The article goes on to talk about buildings whose designs lend particularly well to chance encounters and collaboration. It is really an interesting read, talking about collaboration trends spanning from Broadway musicals to advancements made at Building 20 at MIT.

"[Building 20's] horizontal layout also spurred interaction. Brand quotes Henry Zimmerman, an electrical engineer who worked there for years: “In a vertical layout with small floors, there is less research variety on each floor. Chance meetings in an elevator tend to terminate in the lobby, whereas chance meetings in a corridor tended to lead to technical discussions.” The urban theorist Jane Jacobs described such incidental conversations as “knowledge spillovers.”"

"Building 20 and brainstorming came into being at almost exactly the same time.

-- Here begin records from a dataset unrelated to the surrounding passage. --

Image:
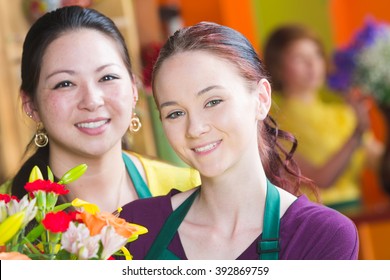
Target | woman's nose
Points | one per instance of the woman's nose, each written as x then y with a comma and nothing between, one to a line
91,97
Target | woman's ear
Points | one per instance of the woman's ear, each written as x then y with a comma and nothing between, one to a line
264,99
29,107
135,90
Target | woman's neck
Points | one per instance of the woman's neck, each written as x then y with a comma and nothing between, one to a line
106,182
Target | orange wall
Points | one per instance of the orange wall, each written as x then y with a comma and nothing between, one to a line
349,15
235,14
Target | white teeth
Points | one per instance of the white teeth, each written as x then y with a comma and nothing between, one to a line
206,148
92,124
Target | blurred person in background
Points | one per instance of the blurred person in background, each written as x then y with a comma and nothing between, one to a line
334,133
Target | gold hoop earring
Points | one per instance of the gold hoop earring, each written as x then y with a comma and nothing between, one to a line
135,124
41,139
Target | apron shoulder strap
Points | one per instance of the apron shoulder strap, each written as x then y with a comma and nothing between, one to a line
159,247
268,247
139,184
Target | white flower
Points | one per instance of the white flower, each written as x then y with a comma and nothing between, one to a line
111,241
77,240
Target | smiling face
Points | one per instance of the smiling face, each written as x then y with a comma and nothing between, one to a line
85,94
208,112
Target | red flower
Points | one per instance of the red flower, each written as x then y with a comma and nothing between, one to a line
7,198
57,222
47,186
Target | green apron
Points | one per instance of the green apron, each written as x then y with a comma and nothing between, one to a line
267,248
139,184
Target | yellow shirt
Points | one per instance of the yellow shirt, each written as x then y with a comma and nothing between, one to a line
162,176
322,128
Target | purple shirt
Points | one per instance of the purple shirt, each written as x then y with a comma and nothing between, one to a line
308,231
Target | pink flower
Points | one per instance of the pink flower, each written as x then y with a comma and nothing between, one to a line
57,222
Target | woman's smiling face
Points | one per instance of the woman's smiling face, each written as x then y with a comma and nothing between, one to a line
208,112
85,93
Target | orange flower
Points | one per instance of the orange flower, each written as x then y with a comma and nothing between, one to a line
96,222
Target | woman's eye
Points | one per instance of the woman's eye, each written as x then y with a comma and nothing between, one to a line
63,84
213,102
108,78
175,115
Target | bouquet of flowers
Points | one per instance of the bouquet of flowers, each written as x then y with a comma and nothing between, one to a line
363,63
85,233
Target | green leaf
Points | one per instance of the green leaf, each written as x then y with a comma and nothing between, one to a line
61,207
73,174
35,174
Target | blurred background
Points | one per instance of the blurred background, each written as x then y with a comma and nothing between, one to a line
146,24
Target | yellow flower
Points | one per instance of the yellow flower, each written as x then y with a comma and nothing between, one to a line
96,222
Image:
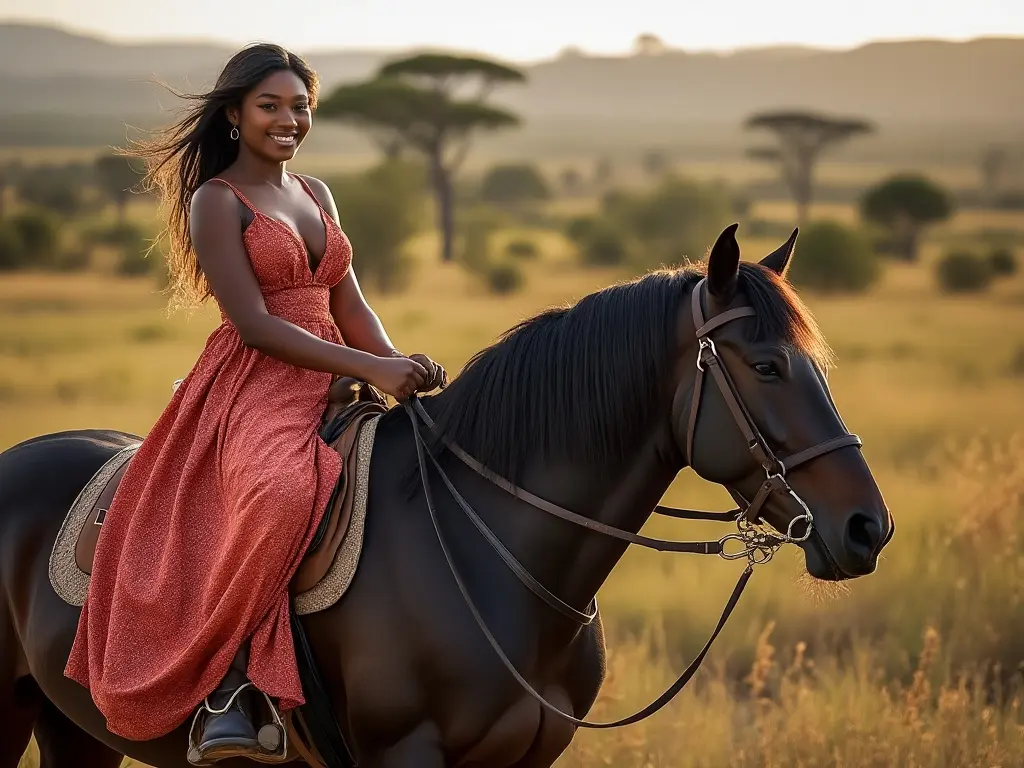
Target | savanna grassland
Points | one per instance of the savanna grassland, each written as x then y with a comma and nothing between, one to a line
918,665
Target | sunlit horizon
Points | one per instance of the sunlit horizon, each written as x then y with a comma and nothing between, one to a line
529,31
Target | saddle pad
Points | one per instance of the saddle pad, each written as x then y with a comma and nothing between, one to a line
72,584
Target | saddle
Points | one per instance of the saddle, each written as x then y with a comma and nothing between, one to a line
351,403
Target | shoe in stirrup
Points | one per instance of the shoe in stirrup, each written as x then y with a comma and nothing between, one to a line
227,719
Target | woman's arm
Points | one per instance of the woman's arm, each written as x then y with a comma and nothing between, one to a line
358,324
217,240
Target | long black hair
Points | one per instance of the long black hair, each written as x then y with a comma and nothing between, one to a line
184,156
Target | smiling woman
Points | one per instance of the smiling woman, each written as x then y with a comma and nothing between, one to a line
229,484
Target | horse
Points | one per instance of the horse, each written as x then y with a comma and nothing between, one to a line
554,446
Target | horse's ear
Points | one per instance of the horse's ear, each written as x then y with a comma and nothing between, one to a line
778,260
723,265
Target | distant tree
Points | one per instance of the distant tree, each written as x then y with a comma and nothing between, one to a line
676,220
9,174
382,208
116,176
963,271
412,102
802,137
835,258
647,44
514,183
904,205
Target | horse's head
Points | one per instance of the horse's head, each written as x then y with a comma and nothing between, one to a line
753,413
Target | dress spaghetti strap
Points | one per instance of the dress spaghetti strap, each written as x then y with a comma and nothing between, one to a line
238,194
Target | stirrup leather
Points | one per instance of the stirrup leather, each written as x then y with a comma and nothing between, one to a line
272,737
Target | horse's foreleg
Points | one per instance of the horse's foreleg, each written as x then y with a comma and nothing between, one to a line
64,744
421,749
554,735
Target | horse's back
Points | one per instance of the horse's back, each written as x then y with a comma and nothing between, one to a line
39,480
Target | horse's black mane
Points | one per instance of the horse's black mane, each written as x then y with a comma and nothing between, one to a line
579,382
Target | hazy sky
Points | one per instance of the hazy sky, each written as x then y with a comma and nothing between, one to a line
528,29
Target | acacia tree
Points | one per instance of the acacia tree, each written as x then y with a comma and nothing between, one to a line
419,102
905,204
802,137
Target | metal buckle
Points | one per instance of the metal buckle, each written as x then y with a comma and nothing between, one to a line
705,343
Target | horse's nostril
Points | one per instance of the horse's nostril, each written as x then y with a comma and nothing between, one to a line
863,532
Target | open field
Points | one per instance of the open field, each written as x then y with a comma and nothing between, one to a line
918,665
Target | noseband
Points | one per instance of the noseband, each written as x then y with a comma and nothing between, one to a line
758,544
775,468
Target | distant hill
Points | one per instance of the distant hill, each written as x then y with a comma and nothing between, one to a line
58,77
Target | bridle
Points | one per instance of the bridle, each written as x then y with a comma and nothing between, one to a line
759,544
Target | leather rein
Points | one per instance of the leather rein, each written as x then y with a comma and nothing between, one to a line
758,544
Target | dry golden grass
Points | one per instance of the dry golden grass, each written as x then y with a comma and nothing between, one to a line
914,666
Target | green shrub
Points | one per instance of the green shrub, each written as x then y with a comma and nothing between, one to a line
522,249
1003,262
580,227
963,271
505,278
382,209
835,258
40,237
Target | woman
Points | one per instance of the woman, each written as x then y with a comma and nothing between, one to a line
188,597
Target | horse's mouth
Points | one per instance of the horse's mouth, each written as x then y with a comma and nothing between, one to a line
820,563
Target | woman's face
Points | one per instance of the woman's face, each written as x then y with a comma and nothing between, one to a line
274,117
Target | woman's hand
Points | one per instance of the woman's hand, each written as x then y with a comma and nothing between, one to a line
436,376
398,377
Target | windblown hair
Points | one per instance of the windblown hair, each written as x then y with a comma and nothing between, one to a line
583,383
184,156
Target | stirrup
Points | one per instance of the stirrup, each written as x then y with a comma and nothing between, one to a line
272,737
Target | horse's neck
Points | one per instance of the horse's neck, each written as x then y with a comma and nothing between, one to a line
623,497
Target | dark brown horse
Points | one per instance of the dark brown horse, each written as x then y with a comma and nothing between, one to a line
593,409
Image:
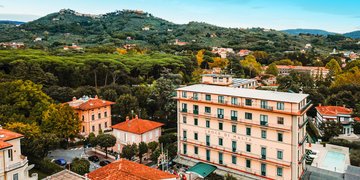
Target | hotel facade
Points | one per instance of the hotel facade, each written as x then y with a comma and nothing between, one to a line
252,134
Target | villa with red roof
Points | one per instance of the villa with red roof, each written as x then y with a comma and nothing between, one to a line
135,131
94,114
123,169
13,165
335,113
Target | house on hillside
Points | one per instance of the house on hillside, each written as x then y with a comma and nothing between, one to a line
135,131
335,113
94,114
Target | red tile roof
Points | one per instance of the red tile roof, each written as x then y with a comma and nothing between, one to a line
333,110
7,135
127,170
137,126
89,103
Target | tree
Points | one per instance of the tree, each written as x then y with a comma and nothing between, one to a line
129,151
105,141
334,66
126,104
143,148
80,166
152,145
61,120
330,129
272,69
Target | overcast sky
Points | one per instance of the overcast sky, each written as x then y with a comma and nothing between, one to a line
331,15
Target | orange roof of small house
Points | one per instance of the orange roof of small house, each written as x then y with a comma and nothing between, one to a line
137,126
86,103
123,169
7,135
333,110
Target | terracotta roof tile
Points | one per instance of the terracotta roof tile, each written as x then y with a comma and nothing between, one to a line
127,170
137,126
333,110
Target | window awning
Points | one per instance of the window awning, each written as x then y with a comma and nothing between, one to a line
202,169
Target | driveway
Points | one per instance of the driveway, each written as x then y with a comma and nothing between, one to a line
79,152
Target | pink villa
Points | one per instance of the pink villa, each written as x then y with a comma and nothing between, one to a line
94,114
252,134
135,131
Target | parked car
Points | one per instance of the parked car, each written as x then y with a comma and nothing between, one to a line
104,162
60,162
93,158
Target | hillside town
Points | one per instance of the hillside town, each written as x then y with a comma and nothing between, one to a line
126,95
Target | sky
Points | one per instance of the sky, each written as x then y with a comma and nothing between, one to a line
332,15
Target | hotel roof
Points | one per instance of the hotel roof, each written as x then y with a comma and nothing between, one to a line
246,93
128,170
137,126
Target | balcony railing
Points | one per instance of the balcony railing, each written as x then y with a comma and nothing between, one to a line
264,123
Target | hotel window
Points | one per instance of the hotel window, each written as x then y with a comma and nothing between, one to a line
263,104
248,147
196,136
263,134
220,126
184,107
221,99
248,116
263,120
10,155
220,158
208,155
208,97
233,128
248,163
279,154
233,159
280,106
248,102
248,131
184,94
280,120
233,145
208,110
263,169
220,141
185,148
184,119
279,171
195,96
280,137
220,113
234,101
207,123
233,115
207,140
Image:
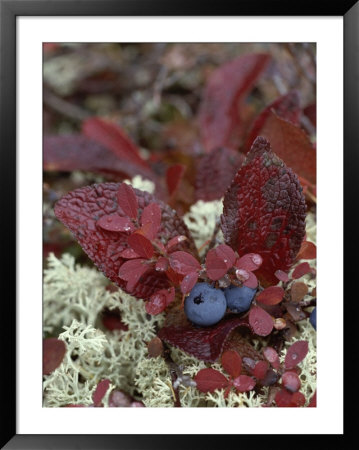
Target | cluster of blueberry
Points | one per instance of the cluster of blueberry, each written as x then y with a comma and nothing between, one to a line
206,305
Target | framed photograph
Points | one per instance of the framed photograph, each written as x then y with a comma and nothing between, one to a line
174,179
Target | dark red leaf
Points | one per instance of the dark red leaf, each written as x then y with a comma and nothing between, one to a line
127,200
283,399
264,211
292,145
155,347
131,271
291,381
272,357
261,369
101,389
114,222
287,107
228,85
53,352
215,266
215,171
282,276
151,215
208,380
261,322
225,252
188,282
231,363
183,263
244,383
271,295
172,244
112,137
297,291
295,354
128,253
203,343
162,264
298,399
76,152
301,270
81,209
159,300
250,261
313,401
141,245
174,175
308,250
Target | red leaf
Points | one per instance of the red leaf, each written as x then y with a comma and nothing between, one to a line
313,401
76,152
283,399
272,357
228,85
225,252
203,343
260,321
261,369
308,250
151,215
298,399
295,354
141,245
264,211
132,271
174,175
114,222
292,145
215,171
162,264
188,282
250,261
101,389
81,209
127,200
215,266
231,363
183,263
174,242
271,296
128,253
159,300
301,270
244,383
287,107
282,276
251,281
111,136
53,352
208,380
291,381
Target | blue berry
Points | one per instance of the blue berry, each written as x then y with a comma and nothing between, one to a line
313,318
205,305
239,298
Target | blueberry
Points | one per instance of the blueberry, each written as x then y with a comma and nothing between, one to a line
313,318
205,305
239,298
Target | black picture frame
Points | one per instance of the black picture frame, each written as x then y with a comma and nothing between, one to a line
10,10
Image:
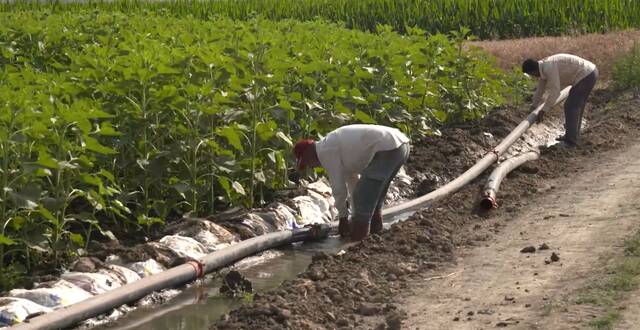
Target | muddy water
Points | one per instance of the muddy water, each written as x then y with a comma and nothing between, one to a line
200,305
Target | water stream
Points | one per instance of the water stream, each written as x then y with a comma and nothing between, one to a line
200,305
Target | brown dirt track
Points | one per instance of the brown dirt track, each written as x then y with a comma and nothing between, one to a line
372,285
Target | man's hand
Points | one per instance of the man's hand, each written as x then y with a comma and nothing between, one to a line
540,117
343,227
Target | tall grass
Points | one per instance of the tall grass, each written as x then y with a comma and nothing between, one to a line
112,121
485,18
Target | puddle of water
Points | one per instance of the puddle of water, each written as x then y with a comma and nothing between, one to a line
200,305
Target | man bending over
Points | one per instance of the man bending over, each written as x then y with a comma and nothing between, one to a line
361,161
555,73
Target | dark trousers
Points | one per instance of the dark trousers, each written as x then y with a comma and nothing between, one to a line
574,106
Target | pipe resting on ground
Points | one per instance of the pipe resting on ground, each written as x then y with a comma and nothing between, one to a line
492,186
484,163
179,275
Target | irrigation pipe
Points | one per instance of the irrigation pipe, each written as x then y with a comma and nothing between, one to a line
492,186
477,169
179,275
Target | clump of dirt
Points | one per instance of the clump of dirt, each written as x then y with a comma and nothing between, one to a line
357,289
436,159
234,284
355,284
528,249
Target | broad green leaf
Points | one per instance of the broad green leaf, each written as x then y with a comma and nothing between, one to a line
4,240
47,161
225,184
93,145
45,213
77,238
106,129
237,187
363,117
233,137
284,138
266,130
260,177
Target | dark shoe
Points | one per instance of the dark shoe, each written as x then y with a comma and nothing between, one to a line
344,228
376,224
568,145
359,230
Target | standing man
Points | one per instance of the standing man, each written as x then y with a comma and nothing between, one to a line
361,161
555,73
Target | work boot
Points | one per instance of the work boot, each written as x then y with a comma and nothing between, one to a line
359,229
376,223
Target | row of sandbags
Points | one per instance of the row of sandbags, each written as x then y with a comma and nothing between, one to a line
191,238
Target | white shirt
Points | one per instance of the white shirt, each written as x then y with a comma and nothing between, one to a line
556,73
348,150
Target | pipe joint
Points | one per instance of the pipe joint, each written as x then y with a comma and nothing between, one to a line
198,266
489,201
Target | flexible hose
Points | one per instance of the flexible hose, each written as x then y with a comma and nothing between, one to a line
179,275
94,306
473,172
492,186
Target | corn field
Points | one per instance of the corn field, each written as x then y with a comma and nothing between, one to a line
485,18
112,123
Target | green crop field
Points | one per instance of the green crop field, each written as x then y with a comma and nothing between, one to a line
485,18
113,123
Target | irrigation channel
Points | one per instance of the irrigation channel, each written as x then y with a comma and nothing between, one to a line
201,305
183,312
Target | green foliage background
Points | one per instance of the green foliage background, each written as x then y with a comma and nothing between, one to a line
116,122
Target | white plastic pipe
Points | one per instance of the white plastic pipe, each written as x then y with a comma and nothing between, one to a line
477,169
492,186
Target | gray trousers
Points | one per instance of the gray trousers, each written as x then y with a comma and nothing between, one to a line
574,106
371,190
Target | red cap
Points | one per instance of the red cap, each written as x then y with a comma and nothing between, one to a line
299,149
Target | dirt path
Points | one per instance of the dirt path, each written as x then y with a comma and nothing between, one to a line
584,219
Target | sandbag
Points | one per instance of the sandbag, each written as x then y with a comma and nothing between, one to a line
53,294
16,310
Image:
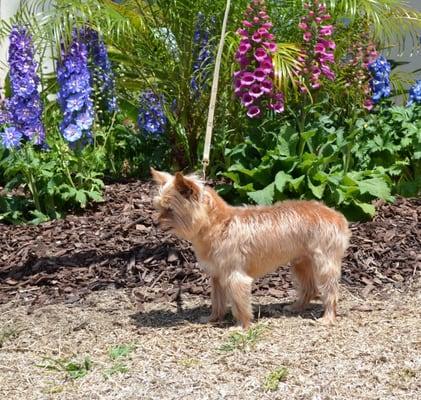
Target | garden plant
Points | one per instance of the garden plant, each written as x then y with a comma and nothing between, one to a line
310,103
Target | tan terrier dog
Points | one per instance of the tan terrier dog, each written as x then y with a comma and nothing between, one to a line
239,244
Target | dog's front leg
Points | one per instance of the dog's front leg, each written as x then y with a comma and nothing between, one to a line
219,301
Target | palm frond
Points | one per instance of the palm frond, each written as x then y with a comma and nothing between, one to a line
286,67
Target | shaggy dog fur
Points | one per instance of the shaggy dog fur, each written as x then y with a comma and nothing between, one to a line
236,245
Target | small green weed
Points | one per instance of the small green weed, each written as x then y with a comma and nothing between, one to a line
74,369
243,341
120,351
116,369
272,380
188,362
7,333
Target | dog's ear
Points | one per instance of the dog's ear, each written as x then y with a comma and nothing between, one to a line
161,178
186,186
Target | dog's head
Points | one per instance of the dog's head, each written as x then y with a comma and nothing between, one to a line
179,203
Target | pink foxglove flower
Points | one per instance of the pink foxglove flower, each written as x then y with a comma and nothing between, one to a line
318,47
253,83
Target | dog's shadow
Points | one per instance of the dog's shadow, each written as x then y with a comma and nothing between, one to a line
167,318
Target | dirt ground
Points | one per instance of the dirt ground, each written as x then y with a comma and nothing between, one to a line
164,351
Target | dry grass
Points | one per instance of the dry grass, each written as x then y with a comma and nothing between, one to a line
374,352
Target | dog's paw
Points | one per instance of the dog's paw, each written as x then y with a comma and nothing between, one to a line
211,319
327,320
294,308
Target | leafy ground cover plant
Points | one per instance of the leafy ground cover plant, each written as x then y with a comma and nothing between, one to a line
302,108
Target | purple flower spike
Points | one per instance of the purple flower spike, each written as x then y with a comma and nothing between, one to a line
307,36
247,79
244,48
247,99
257,37
267,66
11,138
24,108
253,112
253,84
75,93
317,51
267,86
256,91
326,30
259,74
270,46
260,54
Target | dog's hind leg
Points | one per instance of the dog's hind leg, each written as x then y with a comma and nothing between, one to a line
327,270
305,282
239,292
219,302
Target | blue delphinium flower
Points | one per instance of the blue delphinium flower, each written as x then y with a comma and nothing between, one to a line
151,119
75,92
202,55
10,137
25,105
5,116
102,73
380,82
415,93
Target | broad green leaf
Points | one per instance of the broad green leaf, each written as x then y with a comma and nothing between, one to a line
281,179
296,183
264,196
81,198
316,190
367,208
376,187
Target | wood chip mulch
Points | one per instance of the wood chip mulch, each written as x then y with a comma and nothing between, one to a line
118,244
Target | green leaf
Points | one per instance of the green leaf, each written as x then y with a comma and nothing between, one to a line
281,180
296,183
308,134
366,208
95,196
376,187
81,198
264,196
316,190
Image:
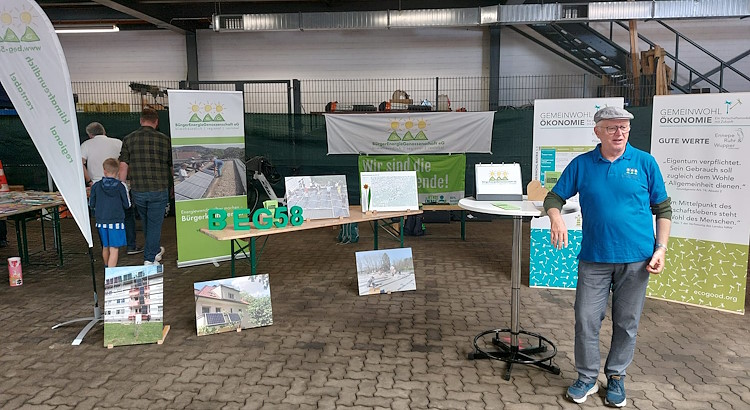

In the sixty years since then, if the studies are right, brainstorming has achieved nothing—or, at least, less than would have been achieved by six decades’ worth of brainstormers working quietly on their own. Building 20, though, ranks as one of the most creative environments of all time, a space with an almost uncanny ability to extract the best from people. Among M.I.T. people, it was referred to as “the magical incubator.”

Try to think about how we can create our own ideal environment for collaboration online, as chance physical encounters clearly cannot happen when working in different locations. I think, however, that if we all share as much as we can on the blog, we can successfully pull our knowledge virtually, and also engage in open dialogue.